APS 2016 External Object Changes

APS customers who use Polybase and will be soon upgrading to APS 2016 from AU5 or prior should consider this change and take action prior to upgrading.

APS 2016 upgrades the underlying SQL instances to SQL 2016. Along with that comes Polybase that was added to SQL 2016. Polybase is a great feature to see added to SQL Server, but there are some fundamental changes that were made. In my previous blog post about Polybase for SQL Server, the external objects that you create are all at the database level. With the previous releases of Polyabse that were only in APS, the External Data Sources and External File Formats were instance level objects which means they are stored in the master database. This is easily identifiable in SSDT by browsing to the objects:

When you upgrade to APS 2016, the resources are not moved. This means the external data sources and file formats still exist in the master database for backwards compatibility. The reason is that these may be used by several external tables and/or referenced in stored procedures, SQL commands stored in SSIS packages, etc. There really is no good way to determine which database(s) should house these objects programmatically without risk of breaking any processes. Luckily, after you upgrade, the external tables still work just fine referencing the external data sources and file formats in master.

There is a problem, however. If you have any scripts that reference catalog views to query the definition of external tables, you need to join to the local sys.external_data_sources and sys.external_file_formats for newer objects but join to the system views in the master database for the pre-APS2016 objects. This is an inconsistency that is not desired. Currently, there is a bug in SQL Server Data Tools that returns an error when you try to script out a backwards compatible external table. This means that if you upgrade to APS2016, your external tables will work, but you can't script them with SSDT (right click>>view code)!

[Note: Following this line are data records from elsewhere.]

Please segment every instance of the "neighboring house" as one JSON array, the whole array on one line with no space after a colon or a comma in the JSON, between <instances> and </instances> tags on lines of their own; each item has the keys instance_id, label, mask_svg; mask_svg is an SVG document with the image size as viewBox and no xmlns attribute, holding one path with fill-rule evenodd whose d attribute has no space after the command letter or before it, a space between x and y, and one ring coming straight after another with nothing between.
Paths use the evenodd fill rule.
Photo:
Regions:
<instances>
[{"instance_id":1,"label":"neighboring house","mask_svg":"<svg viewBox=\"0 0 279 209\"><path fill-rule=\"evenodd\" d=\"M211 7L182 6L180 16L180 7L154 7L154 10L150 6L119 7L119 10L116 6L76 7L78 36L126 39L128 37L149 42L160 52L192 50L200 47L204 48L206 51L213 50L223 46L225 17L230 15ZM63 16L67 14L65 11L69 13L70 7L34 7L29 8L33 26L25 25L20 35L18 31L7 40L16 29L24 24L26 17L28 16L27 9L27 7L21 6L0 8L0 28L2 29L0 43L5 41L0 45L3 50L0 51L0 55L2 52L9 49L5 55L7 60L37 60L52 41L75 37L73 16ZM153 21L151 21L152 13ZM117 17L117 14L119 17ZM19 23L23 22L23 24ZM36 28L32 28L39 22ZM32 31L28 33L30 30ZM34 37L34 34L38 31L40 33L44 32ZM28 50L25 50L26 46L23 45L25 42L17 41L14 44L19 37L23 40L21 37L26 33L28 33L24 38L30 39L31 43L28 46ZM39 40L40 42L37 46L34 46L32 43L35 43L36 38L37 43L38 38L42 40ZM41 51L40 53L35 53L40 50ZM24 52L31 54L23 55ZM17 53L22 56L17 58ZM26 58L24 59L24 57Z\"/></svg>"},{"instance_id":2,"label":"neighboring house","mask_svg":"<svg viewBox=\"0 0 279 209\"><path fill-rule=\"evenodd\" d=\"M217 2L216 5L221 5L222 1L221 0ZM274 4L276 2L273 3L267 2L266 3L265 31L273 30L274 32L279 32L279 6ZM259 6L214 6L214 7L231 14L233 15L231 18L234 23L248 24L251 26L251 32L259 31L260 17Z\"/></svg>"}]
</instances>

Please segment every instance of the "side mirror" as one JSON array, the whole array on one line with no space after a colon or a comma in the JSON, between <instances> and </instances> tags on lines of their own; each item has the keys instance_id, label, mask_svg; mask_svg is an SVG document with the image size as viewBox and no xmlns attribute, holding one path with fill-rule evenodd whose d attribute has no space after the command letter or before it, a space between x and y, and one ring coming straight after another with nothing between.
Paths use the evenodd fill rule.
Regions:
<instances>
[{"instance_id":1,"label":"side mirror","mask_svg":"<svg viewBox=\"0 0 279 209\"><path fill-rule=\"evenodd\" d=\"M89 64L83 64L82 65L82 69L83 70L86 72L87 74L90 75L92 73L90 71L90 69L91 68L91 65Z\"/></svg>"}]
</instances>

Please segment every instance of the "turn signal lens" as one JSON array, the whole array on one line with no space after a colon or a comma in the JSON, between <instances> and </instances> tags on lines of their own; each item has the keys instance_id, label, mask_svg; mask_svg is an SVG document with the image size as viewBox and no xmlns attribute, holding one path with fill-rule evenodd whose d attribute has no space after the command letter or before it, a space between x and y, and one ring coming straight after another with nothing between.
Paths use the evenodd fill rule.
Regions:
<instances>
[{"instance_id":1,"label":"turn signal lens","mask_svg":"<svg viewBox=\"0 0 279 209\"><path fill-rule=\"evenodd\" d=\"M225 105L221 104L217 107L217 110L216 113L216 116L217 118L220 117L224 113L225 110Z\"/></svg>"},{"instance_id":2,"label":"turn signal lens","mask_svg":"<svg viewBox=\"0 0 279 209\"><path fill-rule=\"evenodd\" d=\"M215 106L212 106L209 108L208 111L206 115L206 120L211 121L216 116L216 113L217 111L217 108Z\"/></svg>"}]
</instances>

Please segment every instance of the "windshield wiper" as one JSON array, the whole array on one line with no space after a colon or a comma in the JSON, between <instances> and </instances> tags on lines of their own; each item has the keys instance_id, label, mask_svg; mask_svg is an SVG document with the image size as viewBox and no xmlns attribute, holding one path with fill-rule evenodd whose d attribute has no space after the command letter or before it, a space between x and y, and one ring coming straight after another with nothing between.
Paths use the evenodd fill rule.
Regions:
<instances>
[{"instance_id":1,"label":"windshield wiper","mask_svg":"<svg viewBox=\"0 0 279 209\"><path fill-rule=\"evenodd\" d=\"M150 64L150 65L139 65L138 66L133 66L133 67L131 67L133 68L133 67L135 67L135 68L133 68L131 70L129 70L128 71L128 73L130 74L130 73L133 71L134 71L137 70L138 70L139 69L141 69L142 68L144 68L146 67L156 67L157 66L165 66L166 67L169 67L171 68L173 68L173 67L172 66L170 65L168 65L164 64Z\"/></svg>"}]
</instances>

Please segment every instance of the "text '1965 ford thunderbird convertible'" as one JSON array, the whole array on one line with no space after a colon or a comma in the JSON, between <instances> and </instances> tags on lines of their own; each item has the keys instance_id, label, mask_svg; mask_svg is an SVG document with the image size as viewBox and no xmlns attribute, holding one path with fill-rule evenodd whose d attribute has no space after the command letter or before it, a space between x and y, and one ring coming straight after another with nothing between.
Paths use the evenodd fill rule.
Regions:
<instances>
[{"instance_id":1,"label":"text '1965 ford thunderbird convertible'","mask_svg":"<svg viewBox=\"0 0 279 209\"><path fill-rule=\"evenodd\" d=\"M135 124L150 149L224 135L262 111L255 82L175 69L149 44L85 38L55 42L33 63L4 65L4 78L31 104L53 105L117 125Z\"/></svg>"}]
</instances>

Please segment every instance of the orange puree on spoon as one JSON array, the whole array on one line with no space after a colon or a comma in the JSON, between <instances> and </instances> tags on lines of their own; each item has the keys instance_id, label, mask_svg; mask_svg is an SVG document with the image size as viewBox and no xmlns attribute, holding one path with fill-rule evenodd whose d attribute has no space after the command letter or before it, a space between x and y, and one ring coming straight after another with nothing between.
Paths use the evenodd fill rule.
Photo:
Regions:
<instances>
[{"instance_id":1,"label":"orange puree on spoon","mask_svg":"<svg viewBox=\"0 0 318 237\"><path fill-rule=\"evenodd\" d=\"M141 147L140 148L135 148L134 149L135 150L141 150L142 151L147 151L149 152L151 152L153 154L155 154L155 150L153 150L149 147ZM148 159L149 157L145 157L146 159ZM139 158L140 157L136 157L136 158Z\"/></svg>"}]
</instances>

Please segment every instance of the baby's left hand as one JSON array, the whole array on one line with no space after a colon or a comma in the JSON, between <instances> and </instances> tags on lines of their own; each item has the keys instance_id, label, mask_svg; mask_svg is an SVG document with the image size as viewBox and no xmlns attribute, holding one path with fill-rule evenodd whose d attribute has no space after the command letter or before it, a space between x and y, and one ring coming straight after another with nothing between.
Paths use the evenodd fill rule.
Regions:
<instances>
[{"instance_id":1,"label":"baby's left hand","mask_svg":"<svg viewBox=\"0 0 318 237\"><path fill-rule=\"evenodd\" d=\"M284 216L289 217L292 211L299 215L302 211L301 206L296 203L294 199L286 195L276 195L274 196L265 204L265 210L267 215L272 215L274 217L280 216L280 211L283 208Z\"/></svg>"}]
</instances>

This is due to the difference in catalog views. SSDT joins to the local sys.external_data_sources and sys.external_file_formats.

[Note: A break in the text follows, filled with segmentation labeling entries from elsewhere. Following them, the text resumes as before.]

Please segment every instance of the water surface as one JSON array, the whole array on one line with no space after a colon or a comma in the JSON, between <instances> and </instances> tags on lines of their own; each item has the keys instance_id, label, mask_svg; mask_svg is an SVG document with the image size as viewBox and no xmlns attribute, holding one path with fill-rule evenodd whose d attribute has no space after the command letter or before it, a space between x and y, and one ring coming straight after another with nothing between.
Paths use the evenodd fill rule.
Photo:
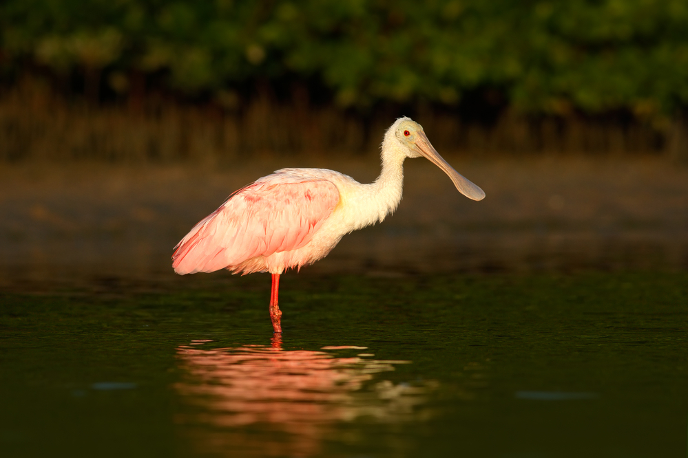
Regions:
<instances>
[{"instance_id":1,"label":"water surface","mask_svg":"<svg viewBox=\"0 0 688 458\"><path fill-rule=\"evenodd\" d=\"M207 278L0 296L0 455L686 452L685 272Z\"/></svg>"}]
</instances>

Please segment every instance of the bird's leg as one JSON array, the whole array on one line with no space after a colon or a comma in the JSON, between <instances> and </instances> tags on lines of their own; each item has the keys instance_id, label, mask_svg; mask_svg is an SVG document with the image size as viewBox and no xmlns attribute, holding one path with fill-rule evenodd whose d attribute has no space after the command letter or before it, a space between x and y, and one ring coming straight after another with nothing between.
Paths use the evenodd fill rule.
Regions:
<instances>
[{"instance_id":1,"label":"bird's leg","mask_svg":"<svg viewBox=\"0 0 688 458\"><path fill-rule=\"evenodd\" d=\"M278 305L278 296L280 294L280 274L272 274L272 292L270 294L270 319L275 334L282 334L282 311Z\"/></svg>"}]
</instances>

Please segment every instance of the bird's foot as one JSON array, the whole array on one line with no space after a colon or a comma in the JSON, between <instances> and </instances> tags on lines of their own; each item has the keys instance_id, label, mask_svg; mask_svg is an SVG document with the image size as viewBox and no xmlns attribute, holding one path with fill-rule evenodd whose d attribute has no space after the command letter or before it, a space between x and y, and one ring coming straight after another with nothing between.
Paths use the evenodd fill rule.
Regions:
<instances>
[{"instance_id":1,"label":"bird's foot","mask_svg":"<svg viewBox=\"0 0 688 458\"><path fill-rule=\"evenodd\" d=\"M282 310L279 308L270 309L270 319L272 320L272 327L275 329L275 334L282 334Z\"/></svg>"}]
</instances>

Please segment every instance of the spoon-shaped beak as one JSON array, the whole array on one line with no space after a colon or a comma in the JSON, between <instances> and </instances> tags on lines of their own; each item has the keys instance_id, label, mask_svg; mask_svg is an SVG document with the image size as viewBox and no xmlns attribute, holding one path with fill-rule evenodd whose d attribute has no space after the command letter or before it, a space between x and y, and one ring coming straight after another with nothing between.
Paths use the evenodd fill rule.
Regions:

This query will show you metadata for external tables referencing local data sources and file fomats:

[sql]
SELECT
col.name AS column_name,
col.column_id,
typ.user_type_id AS column_type,
col.max_length,
col.precision,
col.scale,
col.collation_name,
col.is_nullable,
ext.location,
ds.name,
ff.name,
ext.reject_type,
ext.reject_sample_value,
ext.reject_value
FROM sys.all_columns col
JOIN sys.types typ ON typ.system_type_id = col.system_type_id
JOIN sys.external_tables ext ON ext.object_id = col.object_id
JOIN sys.external_data_sources ds ON ext.data_source_id = ds.data_source_id
JOIN sys.external_file_formats ff ON ext.file_format_id = ff.file_format_id
ORDER BY column_id;
[/sql]

This query will show you metadata for external tables referencing data sources and file fomats in master:

[sql]
SELECT
col.name AS column_name,
col.column_id,
typ.user_type_id AS column_type,
col.max_length,
col.precision,
col.scale,
col.collation_name,
col.is_nullable,
ext.location,
ds.name,
ff.name,
ext.reject_type,
ext.reject_sample_value,
ext.reject_value
FROM sys.all_columns col
JOIN sys.types typ ON typ.system_type_id = col.system_type_id
JOIN sys.external_tables ext ON ext.object_id = col.object_id
JOIN master.sys.external_data_sources ds ON ext.data_source_id = ds.data_source_id
JOIN master.sys.external_file_formats ff ON ext.file_format_id = ff.file_format_id
ORDER BY column_id;
[/sql]

CALL TO ACTION:

When planning your upgrade to APS2016, the best practice is to identify all your external data sources and file formats and to which database(s) they belong and then follow these steps:

  1. Before upgrading, script out all external objects (data sources, file formats, and external tables).
  2. Drop these objects during your outage window just before starting the upgrade to APS2016
  3. After the upgrade, recreate all the objects in the appropriate database. Note that it is possible that some external objects may be in multiple databases.

Following this best practice will align with SQL Server Polybase as well as prevent you from hitting the SSDT bug.